A student pulls on a 20 kg box with a force of 50 N at an angle 45 degrees relative to the horizontal. The box increases speed at a rate of 1.5 m/s2. What is the approximate value of the friction force on the box

Answer 1

5.4 N

Step-by-step explanation

sin 45 = x/50

sin 45 * 50 = 35.4N (upward)

50^2= 35.4^2 + c^2

c^2 = 1246.84

c = 35.3N (X component)

1.5m/s^2 * 20kg = 30

35.3 - 30 = 5.4

Answer 2

For this problem the figure below shows the representation of a student who pulls on a 20kg box.
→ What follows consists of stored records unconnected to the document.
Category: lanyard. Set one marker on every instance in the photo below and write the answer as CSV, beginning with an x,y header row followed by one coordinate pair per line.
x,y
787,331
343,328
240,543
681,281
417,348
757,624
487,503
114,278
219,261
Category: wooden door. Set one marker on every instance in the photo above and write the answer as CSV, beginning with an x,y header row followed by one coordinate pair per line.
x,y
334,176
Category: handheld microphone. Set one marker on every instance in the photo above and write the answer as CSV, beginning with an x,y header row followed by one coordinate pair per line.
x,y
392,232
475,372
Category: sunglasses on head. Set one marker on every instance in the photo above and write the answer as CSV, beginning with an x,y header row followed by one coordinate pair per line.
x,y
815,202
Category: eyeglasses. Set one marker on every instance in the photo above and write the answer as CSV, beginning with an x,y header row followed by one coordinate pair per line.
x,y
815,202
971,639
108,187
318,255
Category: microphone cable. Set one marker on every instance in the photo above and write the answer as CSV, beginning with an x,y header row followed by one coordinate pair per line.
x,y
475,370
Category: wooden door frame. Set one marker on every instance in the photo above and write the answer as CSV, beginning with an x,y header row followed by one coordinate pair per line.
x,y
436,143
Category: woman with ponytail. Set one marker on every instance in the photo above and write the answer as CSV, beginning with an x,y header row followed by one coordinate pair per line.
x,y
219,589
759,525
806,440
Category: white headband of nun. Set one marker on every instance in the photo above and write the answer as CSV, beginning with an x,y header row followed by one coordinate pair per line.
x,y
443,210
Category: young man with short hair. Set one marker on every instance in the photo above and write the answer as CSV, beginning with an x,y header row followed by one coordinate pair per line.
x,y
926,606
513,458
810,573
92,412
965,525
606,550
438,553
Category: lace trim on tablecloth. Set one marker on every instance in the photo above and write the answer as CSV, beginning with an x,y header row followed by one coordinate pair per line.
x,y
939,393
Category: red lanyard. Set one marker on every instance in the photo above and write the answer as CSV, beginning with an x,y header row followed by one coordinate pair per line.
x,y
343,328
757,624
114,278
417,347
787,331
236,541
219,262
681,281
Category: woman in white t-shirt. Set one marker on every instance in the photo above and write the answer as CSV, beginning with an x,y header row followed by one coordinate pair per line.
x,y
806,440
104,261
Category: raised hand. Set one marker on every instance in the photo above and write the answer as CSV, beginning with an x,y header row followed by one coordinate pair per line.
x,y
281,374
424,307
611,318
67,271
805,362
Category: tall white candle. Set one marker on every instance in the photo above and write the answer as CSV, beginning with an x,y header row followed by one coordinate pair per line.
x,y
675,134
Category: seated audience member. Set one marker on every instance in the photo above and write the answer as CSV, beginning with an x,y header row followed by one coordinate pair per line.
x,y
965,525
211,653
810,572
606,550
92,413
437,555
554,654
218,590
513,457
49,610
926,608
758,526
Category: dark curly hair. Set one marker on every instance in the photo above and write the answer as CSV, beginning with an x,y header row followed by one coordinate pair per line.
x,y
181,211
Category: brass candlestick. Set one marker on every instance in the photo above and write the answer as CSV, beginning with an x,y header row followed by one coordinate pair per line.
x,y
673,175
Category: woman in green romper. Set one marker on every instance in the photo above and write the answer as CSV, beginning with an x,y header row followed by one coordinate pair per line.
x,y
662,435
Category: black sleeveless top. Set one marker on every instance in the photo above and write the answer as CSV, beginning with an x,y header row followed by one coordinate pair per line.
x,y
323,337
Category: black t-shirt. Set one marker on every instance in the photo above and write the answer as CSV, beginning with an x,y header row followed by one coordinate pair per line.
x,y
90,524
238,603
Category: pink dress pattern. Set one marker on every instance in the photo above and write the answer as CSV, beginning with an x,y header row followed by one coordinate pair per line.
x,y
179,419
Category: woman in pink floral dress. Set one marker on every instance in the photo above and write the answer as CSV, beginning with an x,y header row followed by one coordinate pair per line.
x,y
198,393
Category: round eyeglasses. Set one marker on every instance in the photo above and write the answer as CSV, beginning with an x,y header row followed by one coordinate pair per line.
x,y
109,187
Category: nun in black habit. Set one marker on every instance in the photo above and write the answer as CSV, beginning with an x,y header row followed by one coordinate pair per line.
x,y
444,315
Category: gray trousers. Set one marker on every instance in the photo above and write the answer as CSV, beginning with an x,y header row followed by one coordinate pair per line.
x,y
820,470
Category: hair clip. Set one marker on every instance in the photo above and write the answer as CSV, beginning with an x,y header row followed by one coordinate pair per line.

We know this variables:

Weight of the box = 20kg
Force used by the student to pull on the box = 50N (This is the tension T)
Angle relative to the horizontal = 45 degrees
Aceleration of the box =
`1.5m/s^(2)`

The figure also shows the Free-Body diagram, Applying Newton's Second Law we can find the equation for this diagram, related to the x-axis as:


`Tcos(45)-f_(k)=ma_(x)`

Isolating
`f_(k)`:


`f_(k)=Tcos(45)-ma_(x) = 50cos(45)-20(1.5)=5.355N`

That is the friction force on the box.